- Drugs given to menopausal women do not increase risk of developing dementia
- One study found that HRT can reduce the risk of dementia by up to 15 percent in some groups.
- However, some forms of treatment slightly increased the risk of Alzheimer’s.
According to a new study, drugs given to menopausal women do not increase the risk of developing dementia.
Hormone replacement therapy (HRT) helps relieve symptoms of menopause, such as hot flushes, night sweats, and mood swings.
In recent years, a number of studies have linked common drugs to the risk of dementia.
But researchers have now debunked the link after analyzing data from hundreds of thousands of British women.
The results showed that women on HRT were less likely to develop dementia overall.
Experts from the universities of Nottingham, Oxford and Southampton also found that estrogen-only treatment reduced the risk of the memory-robbing disorder.
On the other hand, a combined estrogen-progestogen therapy slightly increased the risk of Alzheimer’s – the most common form of dementia.
HRT tablets (pictured) work by replacing the sex hormones that decrease during menopause and improve the symptoms of menopause, which 80 percent of women suffer from.
The graph shows the proportion of hormone therapy prescribed by women from the earliest available records. Only one percent of women were receiving treatment in 1988, rising steadily to reach a peak of 30 percent in 2000 for women aged 50 to 59 then. but later it fell from 2003
This graph shows the risk of developing Alzheimer’s in women who took different forms of hormone therapy: estrogen, a combination of estrogen and progestogen, and tibolone, a drug similar to combined HRT. It showed that women who took estrogen and progestogen or tibolone had a slightly higher risk of developing Alzheimer’s and that the risk increased the longer they took the drug.
Everything you need to know about menopause
Menopause occurs when a woman stops menstruating naturally and is no longer able to get pregnant naturally.
This is a normal part of aging and usually occurs between the ages of 45 and 55 when levels of a woman’s sex hormone estrogen drop.
Eight out of 10 women will experience menopausal symptoms including hot flushes, night sweats, vaginal dryness, difficulty sleeping, low mood or anxiety, and problems with memory.
Women are advised to see their GP if their symptoms are difficult to manage.
Treatments that doctors may provide include hormone replacement therapy, such as pills, skin patches, and gels that replace estrogen.
HRT relieves most menopausal symptoms and can also prevent bone weakening.
However, women who take HRT for more than a year have a higher risk of breast cancer than women who were never treated.
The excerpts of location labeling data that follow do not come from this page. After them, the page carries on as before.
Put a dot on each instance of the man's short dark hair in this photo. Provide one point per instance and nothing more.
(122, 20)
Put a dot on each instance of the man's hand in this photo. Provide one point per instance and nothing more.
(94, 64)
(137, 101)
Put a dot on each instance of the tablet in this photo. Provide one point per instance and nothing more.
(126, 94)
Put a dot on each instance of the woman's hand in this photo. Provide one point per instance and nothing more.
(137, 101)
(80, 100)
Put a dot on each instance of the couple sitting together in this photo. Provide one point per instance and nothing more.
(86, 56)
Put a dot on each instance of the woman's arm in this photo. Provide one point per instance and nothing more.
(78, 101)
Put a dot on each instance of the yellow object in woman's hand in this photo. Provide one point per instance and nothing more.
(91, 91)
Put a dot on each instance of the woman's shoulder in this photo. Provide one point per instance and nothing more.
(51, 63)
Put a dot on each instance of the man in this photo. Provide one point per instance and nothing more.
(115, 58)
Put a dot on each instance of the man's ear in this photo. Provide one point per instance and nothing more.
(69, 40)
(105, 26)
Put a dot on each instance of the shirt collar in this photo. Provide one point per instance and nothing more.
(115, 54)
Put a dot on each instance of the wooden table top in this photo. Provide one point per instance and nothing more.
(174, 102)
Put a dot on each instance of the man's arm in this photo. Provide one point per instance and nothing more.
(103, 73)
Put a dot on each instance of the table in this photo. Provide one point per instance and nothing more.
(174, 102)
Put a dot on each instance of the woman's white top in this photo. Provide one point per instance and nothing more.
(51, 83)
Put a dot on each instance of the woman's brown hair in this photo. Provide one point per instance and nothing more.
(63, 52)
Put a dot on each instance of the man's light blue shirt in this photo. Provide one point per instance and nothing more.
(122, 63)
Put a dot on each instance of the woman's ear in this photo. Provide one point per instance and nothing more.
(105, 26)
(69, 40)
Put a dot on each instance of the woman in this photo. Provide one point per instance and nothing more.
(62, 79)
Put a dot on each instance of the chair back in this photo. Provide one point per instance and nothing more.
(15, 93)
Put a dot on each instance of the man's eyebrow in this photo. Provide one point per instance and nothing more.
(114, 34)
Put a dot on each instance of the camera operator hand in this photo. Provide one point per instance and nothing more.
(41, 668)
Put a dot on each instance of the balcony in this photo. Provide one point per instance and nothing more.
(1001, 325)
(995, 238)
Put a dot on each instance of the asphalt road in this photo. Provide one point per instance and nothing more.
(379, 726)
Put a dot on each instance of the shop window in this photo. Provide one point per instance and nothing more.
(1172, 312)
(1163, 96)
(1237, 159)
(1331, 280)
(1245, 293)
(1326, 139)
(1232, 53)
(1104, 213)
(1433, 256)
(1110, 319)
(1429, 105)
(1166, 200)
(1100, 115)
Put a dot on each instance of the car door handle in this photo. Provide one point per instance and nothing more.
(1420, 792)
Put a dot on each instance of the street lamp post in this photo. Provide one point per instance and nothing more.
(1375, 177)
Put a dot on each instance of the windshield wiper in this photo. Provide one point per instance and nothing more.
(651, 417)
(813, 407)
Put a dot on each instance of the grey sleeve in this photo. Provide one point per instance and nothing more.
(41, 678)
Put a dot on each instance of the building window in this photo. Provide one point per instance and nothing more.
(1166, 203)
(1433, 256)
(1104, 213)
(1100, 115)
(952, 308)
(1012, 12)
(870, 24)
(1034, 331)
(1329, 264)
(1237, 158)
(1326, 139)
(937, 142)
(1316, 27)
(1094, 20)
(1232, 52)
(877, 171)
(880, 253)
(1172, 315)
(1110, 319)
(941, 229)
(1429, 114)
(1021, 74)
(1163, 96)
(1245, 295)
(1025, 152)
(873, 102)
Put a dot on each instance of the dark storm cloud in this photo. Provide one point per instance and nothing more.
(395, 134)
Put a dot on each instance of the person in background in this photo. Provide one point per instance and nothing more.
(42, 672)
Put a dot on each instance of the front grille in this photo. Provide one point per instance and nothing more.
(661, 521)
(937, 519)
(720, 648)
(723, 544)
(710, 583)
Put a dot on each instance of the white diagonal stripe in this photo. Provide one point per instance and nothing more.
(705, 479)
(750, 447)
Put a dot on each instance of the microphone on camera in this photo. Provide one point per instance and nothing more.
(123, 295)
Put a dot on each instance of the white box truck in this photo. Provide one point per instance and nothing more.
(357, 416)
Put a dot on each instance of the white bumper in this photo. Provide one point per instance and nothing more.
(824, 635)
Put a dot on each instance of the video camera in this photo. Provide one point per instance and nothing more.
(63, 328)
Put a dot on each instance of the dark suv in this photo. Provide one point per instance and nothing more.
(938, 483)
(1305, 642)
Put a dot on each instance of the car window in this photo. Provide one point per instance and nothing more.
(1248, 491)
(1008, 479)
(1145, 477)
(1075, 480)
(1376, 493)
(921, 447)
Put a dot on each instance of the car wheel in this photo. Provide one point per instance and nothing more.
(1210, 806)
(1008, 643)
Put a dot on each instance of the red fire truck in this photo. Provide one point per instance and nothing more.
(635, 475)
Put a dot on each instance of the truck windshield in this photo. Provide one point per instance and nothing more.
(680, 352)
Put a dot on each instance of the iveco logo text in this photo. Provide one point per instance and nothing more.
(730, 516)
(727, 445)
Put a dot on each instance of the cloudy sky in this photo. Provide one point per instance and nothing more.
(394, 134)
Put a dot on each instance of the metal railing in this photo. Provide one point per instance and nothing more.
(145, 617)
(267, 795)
Its side effects include breast tenderness, headache, nausea and abdominal pain.
Menopause is when a woman stops having periods, so she is no longer able to get pregnant naturally.
During this period, which usually occurs between the ages of 45 and 55, estrogen levels drop.
Sex hormones, especially estrogen, protect the brain, so academics have long speculated that falling levels may contribute to developing diseases such as dementia.
HRT – taken by about 17 percent of women over the age of 50 in the UK and 35 percent of women aged 40 to 60 in the US – works by changing this hormone, and has been shown to improve symptoms of menopause. 80% are affected by women.
But studies have been inconsistent on whether HRT — usually given in tablets, gels and patches — increases the risk of developing dementia.
The team of researchers, whose findings were published in british medical journalexamined the risk of developing dementia for women using any HRT treatment commonly prescribed by the NHS.
They used patient data from nearly 120,000 women over 55 diagnosed with dementia between 1998 and 2020.
This was then compared to the records of nearly half a million women who did not have dementia.
In both groups, 14 percent of the women were given HRT treatment.
Overall, no increased risk of developing HRT-associated dementia was observed, regardless of the type determined.
The authors also claimed that the risk of dementia was not affected by how long HRT was taken or the dose of treatment.
The researchers said the study provides the most detailed estimate of risk for individualized treatment.
And writing in the journal, the team claimed the conclusion proposal ‘New, more reliable estimates for doctors and their patients.